Feds Boost Small Biz Role in Federal Contracting

The White House

Washington, D.C. - Today, the Office of Management and Budget's Office of Federal Procurement Policy and other members of the FAR Council, in close consultation with the Small Business Administration (SBA), released streamlined regulatory coverage on small business contracting. Small businesses are the cornerstone of the U.S. economy.

The nation's 34 million small businesses now account for well over 40 percent of U.S. economic activity and are creating two out of every three net new private sector jobs. Promoting strong small business participation in the federal market is a core objective of the Revolutionary Federal Acquisition Regulation (FAR) Overhaul (RFO), which is returning the FAR to its statutory roots, rewritten in plain language, while removing non-statutory rules when they are not essential to sound procurement.

The release simplifies coverage and reduces the burden on small businesses seeking contracts while preserving important policies requiring agencies to set aside new contracts when there are two or more competitive small businesses capable of performing the work. The FAR coverage also promotes greater competition in the 8(a)-business development program so that small and disadvantaged businesses are better prepared to win work when they graduate from the program.

"The streamlining and common-sense stewardship that has been unleashed by the RFO is a once-in-a-generation win-win for agencies and the many tens of thousands of small business contractors that provide capability to our country. Small businesses will have more manageable access to the federal market, and agencies will be able to leverage their talents to meet mission demands," said Dr. Kevin Rhodes, senior advisor to OMB Director Russell Vought.

The preservation of set-asides and more competitive 8(a) awards will work in conjunction with other regulatory streamlining actions taken by the FAR Council through the RFO that are expected to strengthen small business participation.

SBA will continue working closely with the FAR Council to ensure consistency between updates to its own government-wide rules on small business contracting programs and the changes released today.

BACKGROUND

The Revolutionary FAR Overhaul is the most significant reform to the FAR in its 41-year history. As the FAR Council completes the first phase of the overhaul, the FAR Council has provided relief from more than 1,600 burdensome requirements for agencies and contractors. These reforms open the door for increased participation by innovative small businesses, manufacturers, new entrants, and others who have not traditionally worked with federal agencies.

The streamlined FAR and non-regulatory resources will collectively form the Strategic Acquisition Guidance (SAG) that provides a common-sense authoritative foundation for nimble response and delivery of mission capability.

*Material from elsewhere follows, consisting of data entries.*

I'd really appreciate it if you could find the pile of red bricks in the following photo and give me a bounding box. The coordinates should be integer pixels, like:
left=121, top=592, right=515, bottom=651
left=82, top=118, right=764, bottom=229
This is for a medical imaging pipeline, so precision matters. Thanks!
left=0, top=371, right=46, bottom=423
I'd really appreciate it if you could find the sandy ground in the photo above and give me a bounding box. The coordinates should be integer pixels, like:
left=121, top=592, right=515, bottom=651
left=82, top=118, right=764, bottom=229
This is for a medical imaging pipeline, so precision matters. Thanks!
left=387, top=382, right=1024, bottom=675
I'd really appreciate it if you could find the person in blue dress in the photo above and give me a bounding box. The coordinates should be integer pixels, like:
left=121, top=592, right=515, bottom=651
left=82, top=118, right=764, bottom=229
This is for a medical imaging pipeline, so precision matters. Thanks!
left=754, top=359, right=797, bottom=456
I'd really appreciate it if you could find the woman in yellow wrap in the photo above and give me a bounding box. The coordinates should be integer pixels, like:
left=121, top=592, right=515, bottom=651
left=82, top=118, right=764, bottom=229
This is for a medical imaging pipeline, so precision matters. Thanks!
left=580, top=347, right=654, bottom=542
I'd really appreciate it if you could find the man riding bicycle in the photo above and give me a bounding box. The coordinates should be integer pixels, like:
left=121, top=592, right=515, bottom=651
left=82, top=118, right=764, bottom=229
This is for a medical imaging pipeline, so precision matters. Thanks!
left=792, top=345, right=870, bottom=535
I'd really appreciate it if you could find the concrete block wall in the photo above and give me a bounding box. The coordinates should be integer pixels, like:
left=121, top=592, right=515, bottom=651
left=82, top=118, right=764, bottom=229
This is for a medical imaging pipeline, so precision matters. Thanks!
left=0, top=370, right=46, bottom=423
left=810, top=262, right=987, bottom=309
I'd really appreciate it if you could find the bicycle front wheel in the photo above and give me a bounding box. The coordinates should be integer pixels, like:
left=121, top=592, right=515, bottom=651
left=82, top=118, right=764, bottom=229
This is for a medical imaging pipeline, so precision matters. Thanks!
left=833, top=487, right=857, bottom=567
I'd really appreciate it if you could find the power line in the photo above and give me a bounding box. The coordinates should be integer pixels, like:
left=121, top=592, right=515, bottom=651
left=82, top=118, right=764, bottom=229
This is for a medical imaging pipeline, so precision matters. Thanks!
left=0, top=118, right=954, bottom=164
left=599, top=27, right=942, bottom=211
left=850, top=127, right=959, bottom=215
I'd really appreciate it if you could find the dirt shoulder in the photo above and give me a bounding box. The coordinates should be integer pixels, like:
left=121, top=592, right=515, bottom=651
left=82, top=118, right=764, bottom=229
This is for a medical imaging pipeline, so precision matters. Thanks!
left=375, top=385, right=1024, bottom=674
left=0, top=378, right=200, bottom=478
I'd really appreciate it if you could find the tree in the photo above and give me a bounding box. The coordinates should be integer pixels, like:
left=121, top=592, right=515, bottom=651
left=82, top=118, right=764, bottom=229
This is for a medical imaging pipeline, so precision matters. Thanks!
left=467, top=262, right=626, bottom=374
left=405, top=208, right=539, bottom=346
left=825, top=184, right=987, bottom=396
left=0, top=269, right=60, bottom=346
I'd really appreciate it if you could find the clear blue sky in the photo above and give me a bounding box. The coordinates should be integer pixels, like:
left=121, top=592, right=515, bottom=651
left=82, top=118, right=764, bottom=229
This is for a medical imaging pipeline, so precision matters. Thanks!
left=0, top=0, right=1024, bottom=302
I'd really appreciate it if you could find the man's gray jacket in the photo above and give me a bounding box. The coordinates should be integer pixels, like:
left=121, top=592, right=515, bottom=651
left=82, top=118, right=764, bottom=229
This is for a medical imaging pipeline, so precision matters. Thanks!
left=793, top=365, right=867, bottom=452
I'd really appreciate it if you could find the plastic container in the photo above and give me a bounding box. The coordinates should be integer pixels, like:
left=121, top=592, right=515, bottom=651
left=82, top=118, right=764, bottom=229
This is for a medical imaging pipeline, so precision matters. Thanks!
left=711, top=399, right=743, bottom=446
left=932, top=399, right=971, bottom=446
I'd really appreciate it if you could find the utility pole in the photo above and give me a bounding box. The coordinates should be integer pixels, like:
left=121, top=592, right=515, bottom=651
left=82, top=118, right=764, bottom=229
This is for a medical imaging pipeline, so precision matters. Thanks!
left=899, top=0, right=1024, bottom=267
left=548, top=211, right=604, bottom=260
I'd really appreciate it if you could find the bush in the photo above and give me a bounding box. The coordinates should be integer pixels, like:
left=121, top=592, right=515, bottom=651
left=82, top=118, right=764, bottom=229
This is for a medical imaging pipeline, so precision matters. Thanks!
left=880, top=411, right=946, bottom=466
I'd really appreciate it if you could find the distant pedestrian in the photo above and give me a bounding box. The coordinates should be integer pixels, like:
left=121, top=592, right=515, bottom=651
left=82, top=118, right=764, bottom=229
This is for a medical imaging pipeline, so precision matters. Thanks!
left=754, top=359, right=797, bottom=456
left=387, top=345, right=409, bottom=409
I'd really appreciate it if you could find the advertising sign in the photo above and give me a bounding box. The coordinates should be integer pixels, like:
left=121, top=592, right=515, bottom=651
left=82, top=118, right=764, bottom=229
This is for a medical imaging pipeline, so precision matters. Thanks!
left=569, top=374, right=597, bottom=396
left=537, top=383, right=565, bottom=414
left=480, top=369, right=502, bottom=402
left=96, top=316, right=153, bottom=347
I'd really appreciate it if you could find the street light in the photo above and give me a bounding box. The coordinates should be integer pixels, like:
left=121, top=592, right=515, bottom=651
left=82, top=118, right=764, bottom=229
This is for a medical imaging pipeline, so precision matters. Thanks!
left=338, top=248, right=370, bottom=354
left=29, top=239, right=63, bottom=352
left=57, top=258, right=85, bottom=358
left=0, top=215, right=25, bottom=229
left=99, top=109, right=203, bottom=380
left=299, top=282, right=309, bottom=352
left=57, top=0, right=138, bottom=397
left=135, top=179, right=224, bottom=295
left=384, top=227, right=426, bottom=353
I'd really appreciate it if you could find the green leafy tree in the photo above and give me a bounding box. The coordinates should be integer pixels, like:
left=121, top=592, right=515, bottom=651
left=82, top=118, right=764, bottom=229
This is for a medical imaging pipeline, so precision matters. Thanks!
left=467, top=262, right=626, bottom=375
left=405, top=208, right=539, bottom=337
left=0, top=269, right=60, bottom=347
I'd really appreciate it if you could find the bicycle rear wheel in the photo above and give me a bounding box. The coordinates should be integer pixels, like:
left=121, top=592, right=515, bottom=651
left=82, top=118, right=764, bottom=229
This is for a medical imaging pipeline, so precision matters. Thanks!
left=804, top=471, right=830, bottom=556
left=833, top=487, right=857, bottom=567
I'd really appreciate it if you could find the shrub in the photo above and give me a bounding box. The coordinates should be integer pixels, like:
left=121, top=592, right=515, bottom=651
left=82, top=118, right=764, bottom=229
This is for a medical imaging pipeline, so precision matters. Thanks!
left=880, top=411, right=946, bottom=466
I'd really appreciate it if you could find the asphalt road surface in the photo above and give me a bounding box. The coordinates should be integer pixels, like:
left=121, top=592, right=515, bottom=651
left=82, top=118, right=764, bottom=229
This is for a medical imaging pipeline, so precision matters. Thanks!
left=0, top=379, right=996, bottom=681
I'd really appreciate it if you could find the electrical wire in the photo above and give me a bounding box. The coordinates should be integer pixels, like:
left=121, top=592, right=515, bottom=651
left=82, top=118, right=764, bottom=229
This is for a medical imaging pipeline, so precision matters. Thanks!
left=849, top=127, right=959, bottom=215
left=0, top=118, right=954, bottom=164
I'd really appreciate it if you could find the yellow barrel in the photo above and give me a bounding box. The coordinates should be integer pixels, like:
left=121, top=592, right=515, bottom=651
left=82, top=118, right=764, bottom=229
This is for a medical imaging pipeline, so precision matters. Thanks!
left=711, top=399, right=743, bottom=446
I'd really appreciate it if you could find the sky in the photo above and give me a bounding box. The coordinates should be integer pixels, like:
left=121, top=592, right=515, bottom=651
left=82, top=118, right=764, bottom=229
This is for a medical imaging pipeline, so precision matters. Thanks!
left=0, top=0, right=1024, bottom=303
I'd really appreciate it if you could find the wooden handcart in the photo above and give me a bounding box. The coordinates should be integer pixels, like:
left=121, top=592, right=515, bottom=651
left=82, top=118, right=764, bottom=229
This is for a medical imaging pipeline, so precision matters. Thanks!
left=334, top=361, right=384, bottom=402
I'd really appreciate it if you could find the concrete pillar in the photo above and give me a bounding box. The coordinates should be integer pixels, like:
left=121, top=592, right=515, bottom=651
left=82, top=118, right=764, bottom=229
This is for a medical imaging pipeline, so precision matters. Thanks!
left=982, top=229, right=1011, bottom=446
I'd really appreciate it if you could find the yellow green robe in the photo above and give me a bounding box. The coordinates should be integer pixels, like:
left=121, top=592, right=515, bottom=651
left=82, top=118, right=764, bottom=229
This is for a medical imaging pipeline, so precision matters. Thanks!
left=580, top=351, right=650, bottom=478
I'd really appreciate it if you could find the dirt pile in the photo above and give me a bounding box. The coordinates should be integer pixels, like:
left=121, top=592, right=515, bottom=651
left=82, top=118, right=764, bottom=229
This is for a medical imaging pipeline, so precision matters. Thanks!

During the second phase of the RFO, the FAR Council will turn to formal rulemaking and invite public comment through the Federal Register. The proposed rules will be informed by the deviations issued in phase one, public input on the text received on the RFO website, agency feedback, and other appropriate inputs.

Regulatory streaming actions taken by the FAR Council that are expected to strengthen small business participation in addition to those announced today include:

  • One-third fewer boilerplate government-unique requirements that are not required by statute or executive order for commercial work, which will lower burden for the majority of contracts with small business contractors;
  • Increased use of simplified acquisition procedures that shorten the time from solicitation to award and reduce carrying and other transaction costs;
  • Easier access to government-wide and agency enterprise-wide task and delivery order contracts through encouraged use of "on-ramps" to existing contracts and set-asides for orders under these contracts, both of which are recognized under the RFO as essential tools to sound procurement;
  • Greater emphasis on post-award debriefings that give small businesses the insight they need to be more competitive in future competitions;
  • Reforms that will make it easier over time for contractors to sign up and maintain their registration to do business with the Federal Government in the System for Award Management; and
  • Spotlighting non-regulatory best practices in the new FAR Companion and Practitioner Albums to accelerate adoption of practices that reduce barriers to small business participation, such as use of technical demonstrations that allow small businesses to showcase their capabilities as they would to their private sector customers instead of engaging in costly proposal writing contests.

In addition, direction issued by OMB and adopted by the FAR Council as part of the RFO for agencies to consider government-wide contracts when buying commercial products and services is expected to increase small business awards under contracts that the General Services Administration (GSA) created to build a more resilient federal market. This includes the OASIS+ family of contracts, the premiere government-wide contracts to acquire services and strengthen the contractor base across HubZone small businesses, service-disabled veteran-owned small businesses, women-owned small businesses, and small disadvantaged businesses. OASIS+ offers a full range of professional, technical and support services vital to missions across Government.